Le programme compte trois niveaux :
- les valeurs fondamentales
- objectifs à atteindre pour 2001
- plans d'action pour l'année à venir.
Les valeurs fondamentales sont les suivantes : autorité, crédibilité, souci et sujets actuels.
Les objectifs sont décrits dans les domaines suivants:
- Membres et autorité
- Information
- Environnement naturel
- Santé et sécurité des consommateurs
- Ethique
Pour des raisons concurrentielles, les plans d'action ne sont pas publiés en détail. Cependant, afin de pouvoir concentrer ses efforts et atteindre des résultats manifestes, la direction détermine chaque année des "missions" dans lesquelles les plans d'action doivent être élaborés par chaque département commercial.
Les missions ont été jusqu'à présent la "transparence des membres", le "conditionnement", et la gestion énergétique et environnementale dans les magasins ". Pour 1999, il s'agit de la "communication", de la "qualité des produits" et de "l'éthique".
Le dialogue des parties prenantes a permis de décrire les objectifs, et ce avant l'adoption du programme. Le dialogue a été accompli avec trois groupes de tiers dépositaires: les consommateurs, les membres élus et les employés.
Comptabilité
La comptabilité est effectuée par département, chaque département devant suggérer des indicateurs pour évaluer les progrès réalisés selon le plan d'action.
Certains indicateurs sont de nature statistique, d'autres sont verbaux, décrivant les changements des activités journalières.
Voici quelques exemples d'indicateurs statistiques:
- Consommation totale d'énergie dans les points de vente
- Consommation totale d'eau dans les points de vente
- Nombre de points de vente ayant économisé de l'énergie
Un indicateur verbal peut être le remplacement du PVC par d'autres matériaux de conditionnement.

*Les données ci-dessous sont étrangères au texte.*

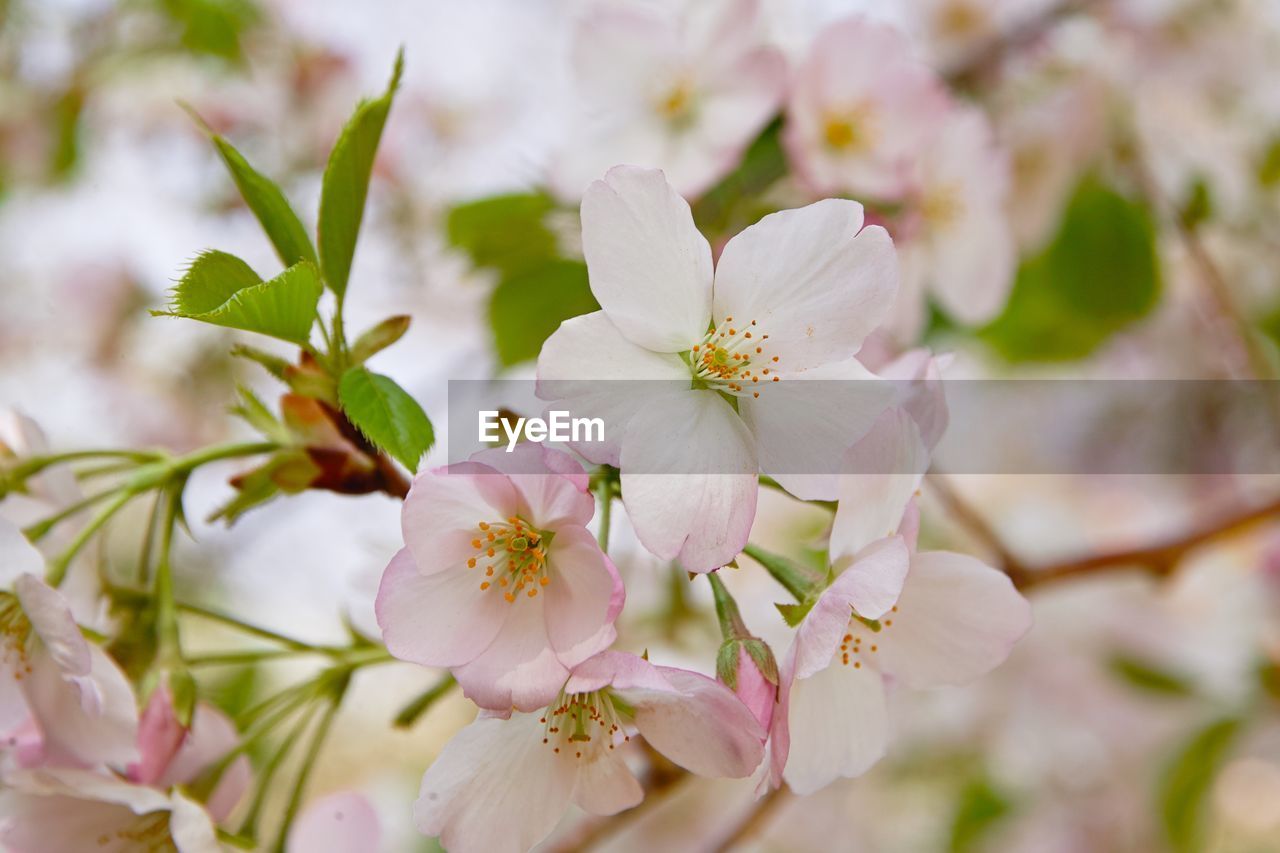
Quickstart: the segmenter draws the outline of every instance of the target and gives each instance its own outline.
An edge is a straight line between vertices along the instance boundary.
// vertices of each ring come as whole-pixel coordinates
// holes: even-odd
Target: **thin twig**
[[[1015,557],[1001,540],[999,534],[987,523],[977,510],[969,506],[969,504],[956,493],[955,489],[941,474],[930,474],[928,483],[934,494],[938,496],[938,500],[942,503],[943,508],[950,513],[961,526],[982,543],[992,556],[999,563],[996,568],[1005,572],[1010,576],[1018,576],[1024,574],[1026,569],[1021,561]]]
[[[791,799],[786,788],[774,788],[751,804],[742,820],[713,848],[713,853],[729,853],[734,847],[764,829],[778,807]]]

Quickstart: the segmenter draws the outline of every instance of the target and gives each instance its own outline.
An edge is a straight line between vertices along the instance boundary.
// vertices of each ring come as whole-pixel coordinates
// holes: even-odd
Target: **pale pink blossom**
[[[777,112],[786,63],[762,43],[757,0],[606,0],[573,36],[582,113],[552,169],[578,198],[617,163],[664,169],[696,196],[738,161]]]
[[[378,813],[363,795],[338,791],[309,804],[289,829],[289,853],[375,853],[382,841]]]
[[[849,18],[822,31],[796,73],[787,152],[815,192],[894,200],[949,107],[899,30]]]
[[[451,668],[482,707],[546,705],[616,636],[622,581],[594,511],[582,466],[538,444],[419,474],[375,605],[387,648]]]
[[[571,802],[598,815],[629,809],[644,798],[623,755],[637,732],[703,776],[747,776],[763,754],[763,729],[720,682],[603,652],[544,711],[482,713],[459,732],[422,779],[418,829],[452,853],[503,853],[532,848]]]
[[[746,543],[761,470],[798,497],[834,497],[835,460],[883,406],[784,380],[874,378],[853,356],[897,272],[888,234],[864,227],[861,205],[766,216],[713,266],[663,174],[619,166],[583,198],[582,235],[603,310],[547,340],[538,394],[604,419],[605,440],[575,449],[622,469],[641,543],[689,571],[724,565]],[[831,476],[802,473],[823,470],[815,454],[830,457]]]
[[[909,212],[894,232],[902,289],[889,325],[900,340],[919,336],[926,291],[965,325],[1004,308],[1017,263],[1005,213],[1009,170],[982,112],[953,108],[916,161]]]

Les comptes sont effectués une fois par an. Ils sont rassemblés dans un rapport interne qui est présenté à la direction.
Bilan
Afin de rendre les performances transparentes, le bilan social vise à être une partie intégrante du rapport annuel et des comptes de FDB.
Cette tâche sera effectuée étape par étape car chaque année de plus en plus d'indicateurs sont inclus dans le rapport annuel.
Jusqu'à présent, nous signalons les éléments suivants comme indicateurs des performances :
- Nombre des membres
- Dividende payé aux membres, montant total et moyenne par membre
- Participation des membres dans des assemblées locales générales et réunions annuelles
- Nombre d'activités locales destinées aux membres et aux consommateurs
- Nombre de membres ou de consommateurs participant à des activités locales
- Développement et chiffre d'affaires des articles relatifs à l'alimentation biologique
- Nombre de documents d'information destinés aux consommateurs produits et distribués
Dans les rapports à venir, nous chercheront à présenter des articles portant des labels écologiques officiellement approuvés.
Performances en faveur de la sécurité des consommateurs et performances environnementales comme la réduction des emballages.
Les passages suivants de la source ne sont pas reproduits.